2925.02(A)(4)(a) was an offense of violence. We note too that Coons’ offense carried with
it a statutory presumption for a prison term, but it did not involve a mandatory prison term,
which also would have disqualified him from earned credit under R.C. 2967.193(A)(3).
Finally, although Coons received an indefinite sentence for corrupting another with drugs
under the Reagan Tokes Act, the earned-credit statute applies to such sentences.
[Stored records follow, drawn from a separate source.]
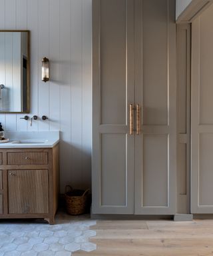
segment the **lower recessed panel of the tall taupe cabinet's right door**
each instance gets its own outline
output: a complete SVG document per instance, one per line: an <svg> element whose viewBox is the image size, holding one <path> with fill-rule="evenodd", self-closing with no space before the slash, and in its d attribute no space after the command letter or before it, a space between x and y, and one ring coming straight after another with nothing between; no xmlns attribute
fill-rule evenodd
<svg viewBox="0 0 213 256"><path fill-rule="evenodd" d="M167 135L144 135L142 206L168 206Z"/></svg>

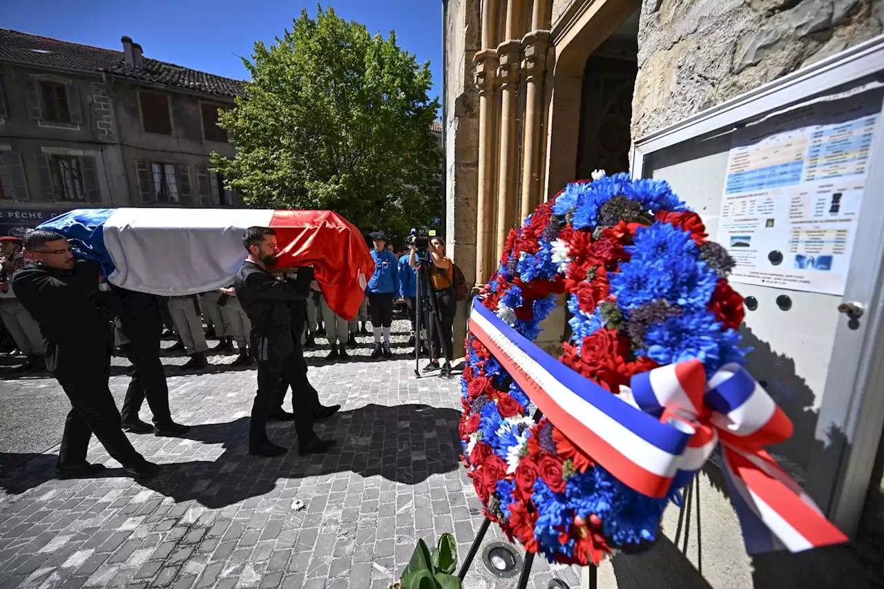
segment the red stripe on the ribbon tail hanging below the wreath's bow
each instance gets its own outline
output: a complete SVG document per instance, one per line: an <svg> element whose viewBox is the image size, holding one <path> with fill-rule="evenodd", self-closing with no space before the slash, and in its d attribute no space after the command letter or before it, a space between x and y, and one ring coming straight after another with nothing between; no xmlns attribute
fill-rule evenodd
<svg viewBox="0 0 884 589"><path fill-rule="evenodd" d="M847 541L847 536L834 527L819 511L805 503L789 486L759 469L756 464L733 448L723 447L723 450L728 455L728 462L735 475L742 478L752 493L765 501L813 547ZM772 532L776 534L775 531Z"/></svg>

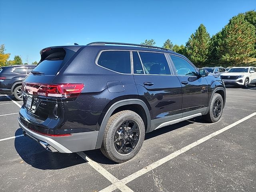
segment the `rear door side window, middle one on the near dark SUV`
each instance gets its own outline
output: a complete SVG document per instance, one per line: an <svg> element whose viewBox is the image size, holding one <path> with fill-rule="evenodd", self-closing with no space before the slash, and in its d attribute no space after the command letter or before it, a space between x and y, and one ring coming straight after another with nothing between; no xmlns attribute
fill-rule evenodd
<svg viewBox="0 0 256 192"><path fill-rule="evenodd" d="M162 53L139 52L145 74L170 75L166 57Z"/></svg>

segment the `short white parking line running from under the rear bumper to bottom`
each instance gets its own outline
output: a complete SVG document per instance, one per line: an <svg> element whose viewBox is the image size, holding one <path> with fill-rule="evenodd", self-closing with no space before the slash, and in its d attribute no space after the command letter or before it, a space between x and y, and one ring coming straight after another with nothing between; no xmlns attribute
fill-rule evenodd
<svg viewBox="0 0 256 192"><path fill-rule="evenodd" d="M92 166L92 168L94 168L96 171L98 171L102 176L104 176L107 180L109 180L112 183L112 190L119 189L122 192L133 192L133 190L131 190L122 181L120 181L118 178L116 178L114 175L112 175L110 172L108 172L106 169L100 166L100 164L91 160L84 152L77 152L77 154L84 160L86 160L88 164Z"/></svg>

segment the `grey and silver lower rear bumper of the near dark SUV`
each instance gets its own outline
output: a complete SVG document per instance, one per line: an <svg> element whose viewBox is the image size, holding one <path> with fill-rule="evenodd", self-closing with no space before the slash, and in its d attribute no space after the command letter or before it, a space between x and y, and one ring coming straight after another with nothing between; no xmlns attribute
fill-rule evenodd
<svg viewBox="0 0 256 192"><path fill-rule="evenodd" d="M96 148L98 131L74 133L71 136L44 136L28 129L20 119L19 126L22 128L25 136L39 142L46 150L51 152L73 153Z"/></svg>

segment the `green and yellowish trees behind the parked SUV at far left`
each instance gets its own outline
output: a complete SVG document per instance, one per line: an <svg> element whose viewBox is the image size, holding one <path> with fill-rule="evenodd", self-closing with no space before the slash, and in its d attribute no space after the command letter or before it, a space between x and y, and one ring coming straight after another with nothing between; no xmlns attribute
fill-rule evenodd
<svg viewBox="0 0 256 192"><path fill-rule="evenodd" d="M5 53L5 46L2 44L0 46L0 67L1 66L10 66L10 65L22 65L22 58L19 55L15 55L13 60L9 60L10 53ZM28 64L28 63L24 63ZM37 65L38 62L34 61L32 64Z"/></svg>

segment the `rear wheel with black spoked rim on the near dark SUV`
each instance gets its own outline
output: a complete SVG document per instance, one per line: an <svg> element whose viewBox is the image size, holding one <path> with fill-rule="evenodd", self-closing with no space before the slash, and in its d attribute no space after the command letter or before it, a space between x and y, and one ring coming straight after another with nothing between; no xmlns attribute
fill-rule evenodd
<svg viewBox="0 0 256 192"><path fill-rule="evenodd" d="M130 110L120 111L109 118L100 150L114 162L126 162L140 151L144 138L142 118Z"/></svg>

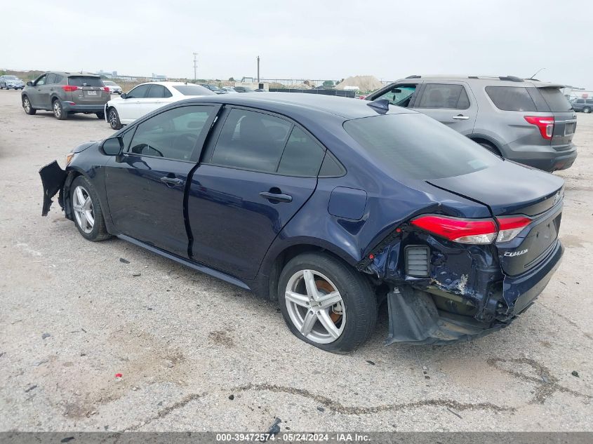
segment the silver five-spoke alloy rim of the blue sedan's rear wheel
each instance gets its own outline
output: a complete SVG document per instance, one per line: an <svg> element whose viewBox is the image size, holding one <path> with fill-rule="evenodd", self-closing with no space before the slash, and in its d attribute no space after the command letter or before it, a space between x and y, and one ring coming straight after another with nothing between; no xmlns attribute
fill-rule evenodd
<svg viewBox="0 0 593 444"><path fill-rule="evenodd" d="M319 271L297 271L286 284L288 316L312 342L329 344L342 335L346 310L335 285Z"/></svg>

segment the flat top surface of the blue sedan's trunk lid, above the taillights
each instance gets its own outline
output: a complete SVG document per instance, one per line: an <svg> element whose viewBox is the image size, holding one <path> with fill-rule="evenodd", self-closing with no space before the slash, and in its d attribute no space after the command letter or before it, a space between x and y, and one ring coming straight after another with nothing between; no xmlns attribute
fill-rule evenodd
<svg viewBox="0 0 593 444"><path fill-rule="evenodd" d="M536 215L562 198L564 180L512 161L465 175L429 179L434 187L484 203L493 215Z"/></svg>

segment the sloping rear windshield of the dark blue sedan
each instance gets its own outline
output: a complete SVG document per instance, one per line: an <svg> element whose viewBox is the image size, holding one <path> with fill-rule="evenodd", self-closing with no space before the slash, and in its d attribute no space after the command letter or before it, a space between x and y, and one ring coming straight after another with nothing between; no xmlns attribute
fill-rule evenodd
<svg viewBox="0 0 593 444"><path fill-rule="evenodd" d="M441 179L500 162L479 144L425 114L387 114L349 120L344 129L387 170L412 179Z"/></svg>

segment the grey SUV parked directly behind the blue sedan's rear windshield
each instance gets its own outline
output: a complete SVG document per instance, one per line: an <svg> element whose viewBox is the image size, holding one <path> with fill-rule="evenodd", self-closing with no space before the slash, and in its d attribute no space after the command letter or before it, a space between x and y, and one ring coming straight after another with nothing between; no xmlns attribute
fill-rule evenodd
<svg viewBox="0 0 593 444"><path fill-rule="evenodd" d="M576 159L562 85L514 76L409 76L371 93L437 119L505 159L554 171Z"/></svg>

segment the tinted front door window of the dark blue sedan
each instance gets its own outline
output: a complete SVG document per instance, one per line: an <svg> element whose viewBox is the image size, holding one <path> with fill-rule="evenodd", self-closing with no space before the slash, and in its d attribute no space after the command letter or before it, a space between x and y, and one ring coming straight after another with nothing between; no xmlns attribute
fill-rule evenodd
<svg viewBox="0 0 593 444"><path fill-rule="evenodd" d="M195 144L214 107L190 106L170 109L138 125L129 152L141 156L179 161L192 159Z"/></svg>

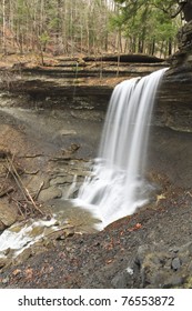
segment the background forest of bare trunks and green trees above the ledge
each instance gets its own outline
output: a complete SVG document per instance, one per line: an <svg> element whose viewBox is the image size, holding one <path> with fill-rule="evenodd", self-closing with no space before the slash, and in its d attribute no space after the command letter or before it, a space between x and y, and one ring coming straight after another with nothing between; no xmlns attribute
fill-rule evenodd
<svg viewBox="0 0 192 311"><path fill-rule="evenodd" d="M1 0L0 53L148 53L166 58L176 50L182 24L176 2Z"/></svg>

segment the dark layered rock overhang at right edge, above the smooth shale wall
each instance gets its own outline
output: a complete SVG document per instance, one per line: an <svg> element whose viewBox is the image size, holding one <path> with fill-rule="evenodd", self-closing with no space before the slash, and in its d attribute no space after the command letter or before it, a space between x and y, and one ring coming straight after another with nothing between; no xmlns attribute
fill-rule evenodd
<svg viewBox="0 0 192 311"><path fill-rule="evenodd" d="M176 131L192 132L192 1L183 7L186 22L178 33L179 50L170 60L159 92L161 122Z"/></svg>

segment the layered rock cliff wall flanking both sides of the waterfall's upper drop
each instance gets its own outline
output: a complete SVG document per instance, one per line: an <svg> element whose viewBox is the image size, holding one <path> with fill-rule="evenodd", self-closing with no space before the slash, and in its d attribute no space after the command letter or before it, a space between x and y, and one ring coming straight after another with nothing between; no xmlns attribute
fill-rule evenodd
<svg viewBox="0 0 192 311"><path fill-rule="evenodd" d="M122 57L120 63L115 57L104 60L60 58L57 64L44 68L29 68L26 63L12 66L7 77L1 70L1 106L48 109L50 113L62 109L75 118L80 127L84 127L85 121L98 123L100 130L94 134L90 132L85 144L83 138L85 148L78 153L79 157L95 157L114 86L170 67L156 94L149 167L161 170L175 184L189 188L192 184L192 52L189 48L192 30L189 24L183 30L188 36L181 36L179 52L169 61L143 56ZM81 146L81 130L77 140Z"/></svg>

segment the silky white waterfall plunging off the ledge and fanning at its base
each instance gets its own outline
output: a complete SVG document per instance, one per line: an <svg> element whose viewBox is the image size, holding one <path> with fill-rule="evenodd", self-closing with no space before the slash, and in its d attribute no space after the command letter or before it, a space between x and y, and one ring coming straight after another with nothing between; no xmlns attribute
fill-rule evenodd
<svg viewBox="0 0 192 311"><path fill-rule="evenodd" d="M166 69L121 82L112 93L99 157L75 199L105 227L149 201L144 179L149 130L156 89Z"/></svg>

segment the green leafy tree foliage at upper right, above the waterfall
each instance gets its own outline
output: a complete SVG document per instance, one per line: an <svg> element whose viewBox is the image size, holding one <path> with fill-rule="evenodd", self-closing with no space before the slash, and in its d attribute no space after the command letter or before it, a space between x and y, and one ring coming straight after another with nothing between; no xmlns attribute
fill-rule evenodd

See
R.C. 2967.193(F)(2).
{¶ 20} Where a trial court purports to preclude an otherwise-eligible defendant
from obtaining earned credit under R.C. 2967.193, that portion of its judgment is not
authorized by law and may be challenged on appeal. State v. Livingston, 2014-Ohio-
1637, 9 N.E.3d 1117, ¶ 10 (1st Dist.); see also State v. Eitzman, 3d Dist. Henry No. 7-21-
03, 2022-Ohio-574, ¶ 40 (“[T[he trial court opted to include a statement in its judgment
entry about Eitzman’s eligibility for earned credit under R.C. 2967.193. However, the
statement that the trial court chose to include about earned credit under [R.C.] 2967.193
is inconsistent with the statutory standards set forth in that provision. * * * Since this
statement is clearly and convincingly contrary to law, we vacate this portion of his
sentence and remand this matter to the trial court for the limited purpose of correcting the
judgment entry.”).
{¶ 21} Based on the reasoning set forth above, we conclude that the trial court’s
judgment entry is clearly and convincingly contrary to law insofar as it declares Coons -9-
wholly ineligible for earned credit under R.C. 2967.193. Coons’ assignment of error is
sustained.
III. Conclusion
{¶ 22} The trial court’s judgment is reversed with regard to its finding that Coons is
ineligible for any earned credit under R.C. 2967.193. The case is remanded to the trial
court for the limited purpose of filing a revised judgment entry correcting its error. In all
other respects, the trial court’s judgment is affirmed.
WELBAUM, P.J. and EPLEY, J., concur.